Q.CB Qu’est ce que le triage ?

R. Dr Chevassut

Cela repose encore une fois sur un diagnostic de la situation qui soit précis et en ce sens c’est là que le bouddhisme va pouvoir aider, va pouvoir intervenir. Puis, je rappelerai cette notion de compassion qui intervient par la qualité de présence, par exemple auprès des blessés et des familles de ceux-ci.


Q.CB compassion mais un certain recul aussi ?

R. Dr Chevassut

Oui, si on comprend bien la notion de compassion comme une forme de réceptivité, de sensibilité, de sensitivité à la souffrance de l’autre sans être détruit soi-même par ce que l’on entend, l’on voit et l’on sent.
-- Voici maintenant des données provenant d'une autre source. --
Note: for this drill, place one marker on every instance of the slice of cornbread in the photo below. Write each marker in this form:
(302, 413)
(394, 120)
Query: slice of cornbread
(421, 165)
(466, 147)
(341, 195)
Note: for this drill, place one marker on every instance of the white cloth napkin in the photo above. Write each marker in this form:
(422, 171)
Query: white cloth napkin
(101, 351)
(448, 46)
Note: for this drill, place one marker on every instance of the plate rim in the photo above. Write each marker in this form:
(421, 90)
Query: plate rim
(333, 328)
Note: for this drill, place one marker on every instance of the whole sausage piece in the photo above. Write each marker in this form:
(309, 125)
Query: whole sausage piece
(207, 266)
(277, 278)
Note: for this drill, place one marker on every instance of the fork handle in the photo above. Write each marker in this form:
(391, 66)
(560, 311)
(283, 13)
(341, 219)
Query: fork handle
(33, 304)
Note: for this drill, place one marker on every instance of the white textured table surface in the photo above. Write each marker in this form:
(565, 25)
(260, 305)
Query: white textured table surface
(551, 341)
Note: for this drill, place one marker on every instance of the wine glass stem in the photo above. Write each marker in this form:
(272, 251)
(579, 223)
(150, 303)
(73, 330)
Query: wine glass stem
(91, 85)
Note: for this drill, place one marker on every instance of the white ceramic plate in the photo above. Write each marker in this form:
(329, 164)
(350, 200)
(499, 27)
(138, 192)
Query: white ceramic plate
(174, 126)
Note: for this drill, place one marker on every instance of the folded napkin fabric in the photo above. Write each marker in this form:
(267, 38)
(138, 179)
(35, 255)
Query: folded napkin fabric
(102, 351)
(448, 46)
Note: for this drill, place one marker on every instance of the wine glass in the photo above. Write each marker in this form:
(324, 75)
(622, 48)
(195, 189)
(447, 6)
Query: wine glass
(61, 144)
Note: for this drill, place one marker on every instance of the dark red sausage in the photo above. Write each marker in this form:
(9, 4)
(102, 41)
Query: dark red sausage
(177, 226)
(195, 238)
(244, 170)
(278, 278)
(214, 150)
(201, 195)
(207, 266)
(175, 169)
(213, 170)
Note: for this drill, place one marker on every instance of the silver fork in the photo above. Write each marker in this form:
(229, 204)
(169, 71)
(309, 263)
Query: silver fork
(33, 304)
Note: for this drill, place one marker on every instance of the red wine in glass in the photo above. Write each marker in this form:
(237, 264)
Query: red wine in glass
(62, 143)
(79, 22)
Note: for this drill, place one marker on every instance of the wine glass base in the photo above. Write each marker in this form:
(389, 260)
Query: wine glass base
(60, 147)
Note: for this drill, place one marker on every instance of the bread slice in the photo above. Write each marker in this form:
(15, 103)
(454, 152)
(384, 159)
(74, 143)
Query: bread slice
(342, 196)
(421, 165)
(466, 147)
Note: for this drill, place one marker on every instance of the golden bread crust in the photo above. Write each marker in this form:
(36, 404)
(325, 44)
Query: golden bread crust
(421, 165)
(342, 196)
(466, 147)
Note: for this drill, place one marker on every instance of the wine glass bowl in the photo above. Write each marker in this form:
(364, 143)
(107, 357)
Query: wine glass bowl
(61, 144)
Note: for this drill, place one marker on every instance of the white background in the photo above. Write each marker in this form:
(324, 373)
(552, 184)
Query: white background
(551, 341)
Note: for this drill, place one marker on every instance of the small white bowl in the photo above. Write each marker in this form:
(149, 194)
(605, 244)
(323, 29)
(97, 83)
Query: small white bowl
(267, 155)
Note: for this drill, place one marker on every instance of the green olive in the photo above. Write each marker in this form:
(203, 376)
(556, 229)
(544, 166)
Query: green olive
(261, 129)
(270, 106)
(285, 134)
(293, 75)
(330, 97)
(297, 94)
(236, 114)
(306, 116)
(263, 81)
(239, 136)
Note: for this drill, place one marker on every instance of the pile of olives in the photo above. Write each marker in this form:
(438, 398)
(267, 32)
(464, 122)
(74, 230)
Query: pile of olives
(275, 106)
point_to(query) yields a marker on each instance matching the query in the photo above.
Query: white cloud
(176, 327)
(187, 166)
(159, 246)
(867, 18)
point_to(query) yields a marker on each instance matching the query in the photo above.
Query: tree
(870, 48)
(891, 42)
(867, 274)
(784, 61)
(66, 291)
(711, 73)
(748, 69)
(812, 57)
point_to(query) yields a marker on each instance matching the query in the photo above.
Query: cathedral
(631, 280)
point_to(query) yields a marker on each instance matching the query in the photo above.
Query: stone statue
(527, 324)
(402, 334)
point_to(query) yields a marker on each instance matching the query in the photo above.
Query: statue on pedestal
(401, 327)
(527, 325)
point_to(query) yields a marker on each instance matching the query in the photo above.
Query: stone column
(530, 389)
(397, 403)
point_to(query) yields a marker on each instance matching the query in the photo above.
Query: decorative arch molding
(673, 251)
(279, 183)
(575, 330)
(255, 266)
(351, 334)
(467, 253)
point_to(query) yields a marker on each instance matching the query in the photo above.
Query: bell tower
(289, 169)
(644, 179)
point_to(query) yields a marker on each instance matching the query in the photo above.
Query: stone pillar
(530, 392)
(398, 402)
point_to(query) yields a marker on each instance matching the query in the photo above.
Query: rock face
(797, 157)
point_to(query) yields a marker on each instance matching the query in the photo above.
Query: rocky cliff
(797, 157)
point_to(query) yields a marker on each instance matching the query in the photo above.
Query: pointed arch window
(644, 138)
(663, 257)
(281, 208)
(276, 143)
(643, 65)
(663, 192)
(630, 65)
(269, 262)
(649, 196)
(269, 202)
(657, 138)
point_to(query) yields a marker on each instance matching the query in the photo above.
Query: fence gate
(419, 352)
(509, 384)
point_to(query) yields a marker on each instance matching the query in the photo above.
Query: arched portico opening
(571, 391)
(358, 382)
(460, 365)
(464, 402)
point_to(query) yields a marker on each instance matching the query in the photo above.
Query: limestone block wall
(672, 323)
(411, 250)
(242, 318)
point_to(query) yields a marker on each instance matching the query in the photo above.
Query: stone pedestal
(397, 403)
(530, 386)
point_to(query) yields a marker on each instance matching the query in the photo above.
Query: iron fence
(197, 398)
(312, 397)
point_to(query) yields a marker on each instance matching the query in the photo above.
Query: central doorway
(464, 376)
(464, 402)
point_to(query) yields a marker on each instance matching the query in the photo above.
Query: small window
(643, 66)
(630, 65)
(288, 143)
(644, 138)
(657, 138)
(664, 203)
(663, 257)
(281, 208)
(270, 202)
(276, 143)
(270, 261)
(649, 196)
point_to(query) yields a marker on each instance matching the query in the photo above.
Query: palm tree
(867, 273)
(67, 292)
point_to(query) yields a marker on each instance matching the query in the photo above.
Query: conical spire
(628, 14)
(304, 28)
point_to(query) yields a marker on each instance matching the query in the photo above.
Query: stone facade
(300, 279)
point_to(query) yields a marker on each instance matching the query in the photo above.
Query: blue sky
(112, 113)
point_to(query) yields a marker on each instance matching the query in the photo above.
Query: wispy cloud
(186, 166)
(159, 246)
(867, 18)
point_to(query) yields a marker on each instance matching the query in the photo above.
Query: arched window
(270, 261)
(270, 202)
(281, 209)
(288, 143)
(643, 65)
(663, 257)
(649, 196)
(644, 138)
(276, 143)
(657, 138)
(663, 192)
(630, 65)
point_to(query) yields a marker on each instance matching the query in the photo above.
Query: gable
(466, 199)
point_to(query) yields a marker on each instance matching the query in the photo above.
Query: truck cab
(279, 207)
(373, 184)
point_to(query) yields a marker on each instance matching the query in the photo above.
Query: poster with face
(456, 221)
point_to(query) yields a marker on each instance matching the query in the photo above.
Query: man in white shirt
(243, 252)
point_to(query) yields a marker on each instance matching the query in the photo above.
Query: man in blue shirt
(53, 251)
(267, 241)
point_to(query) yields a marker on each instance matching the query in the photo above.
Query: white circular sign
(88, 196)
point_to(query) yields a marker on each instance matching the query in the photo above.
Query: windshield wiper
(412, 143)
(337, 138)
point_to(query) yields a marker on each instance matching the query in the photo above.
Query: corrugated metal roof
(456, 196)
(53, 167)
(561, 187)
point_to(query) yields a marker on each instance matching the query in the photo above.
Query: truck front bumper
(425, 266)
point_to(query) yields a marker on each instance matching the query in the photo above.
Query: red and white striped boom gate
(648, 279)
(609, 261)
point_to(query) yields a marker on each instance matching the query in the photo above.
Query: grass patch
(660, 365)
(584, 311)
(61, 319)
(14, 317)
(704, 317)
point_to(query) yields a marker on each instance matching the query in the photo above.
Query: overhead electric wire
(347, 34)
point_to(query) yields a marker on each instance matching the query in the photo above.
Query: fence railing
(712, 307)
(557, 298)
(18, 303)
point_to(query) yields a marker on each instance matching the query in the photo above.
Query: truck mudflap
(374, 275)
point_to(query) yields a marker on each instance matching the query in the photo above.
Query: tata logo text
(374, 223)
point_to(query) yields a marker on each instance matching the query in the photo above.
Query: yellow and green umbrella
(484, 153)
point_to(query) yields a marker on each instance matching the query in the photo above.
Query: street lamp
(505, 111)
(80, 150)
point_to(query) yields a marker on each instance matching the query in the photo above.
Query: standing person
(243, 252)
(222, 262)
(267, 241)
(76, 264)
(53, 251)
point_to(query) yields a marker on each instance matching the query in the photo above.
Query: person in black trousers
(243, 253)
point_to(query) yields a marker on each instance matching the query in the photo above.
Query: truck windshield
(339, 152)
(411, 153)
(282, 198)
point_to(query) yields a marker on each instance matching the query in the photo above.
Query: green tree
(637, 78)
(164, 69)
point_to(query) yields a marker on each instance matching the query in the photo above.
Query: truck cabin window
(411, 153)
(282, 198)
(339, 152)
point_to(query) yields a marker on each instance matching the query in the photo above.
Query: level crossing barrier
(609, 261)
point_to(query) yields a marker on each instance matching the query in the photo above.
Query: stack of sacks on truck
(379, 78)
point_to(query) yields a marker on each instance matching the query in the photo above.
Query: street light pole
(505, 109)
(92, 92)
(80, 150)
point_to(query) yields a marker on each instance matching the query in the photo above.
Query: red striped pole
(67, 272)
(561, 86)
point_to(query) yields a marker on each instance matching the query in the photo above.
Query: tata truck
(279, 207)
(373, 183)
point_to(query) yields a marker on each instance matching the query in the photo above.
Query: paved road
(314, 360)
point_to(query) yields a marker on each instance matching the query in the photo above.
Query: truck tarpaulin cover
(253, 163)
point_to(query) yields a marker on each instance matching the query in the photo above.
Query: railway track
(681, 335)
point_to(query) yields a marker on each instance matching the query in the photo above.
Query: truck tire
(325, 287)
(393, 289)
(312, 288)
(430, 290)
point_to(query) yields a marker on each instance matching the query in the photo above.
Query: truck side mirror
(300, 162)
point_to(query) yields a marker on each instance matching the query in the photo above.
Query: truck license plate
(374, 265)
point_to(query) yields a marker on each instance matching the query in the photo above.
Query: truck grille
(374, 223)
Q.CB Vous avez également évoqué les rites religieux, là aussi que doit-on privilégier, le collectif ou l’individuel ?

R. Prof Cuer

Pour des questions religieuses, une famille voulait enterrer directement son défunt dans la nuit et le médecin des catastrophes refusait. La famille s’est alors retournée vers son médecin qui accorde cette possibilité pour cette famille à condition néanmoins que cela ne gêne pas le soin des blessés, puisque comme nous l’avons dit, le rôle du médecin des catastrophes c’est de soigner tous les survivants qui peuvent survivre et malheureusement c’est abandonner les autres.

 

Q.CB En conclusion, les grands points ?

R.Dr Chevassut

  • humaniser
  • créer un système de solidarité (qui rejoint en fait l’inter-dépendance bouddhiste, puisque notre propre bonheur dépend de celui des autres)
  • également développer la prévention, le sens de la responsabilité, c’est très important.

R. Pr Cuer

Il y aura en Europe et dans le bassin méditérranéen, des formations aux catastrophes et notamment à la Médecine des catastrophes pour aider dans le futur, à la prévention,à la gestion des soins et des conséquences.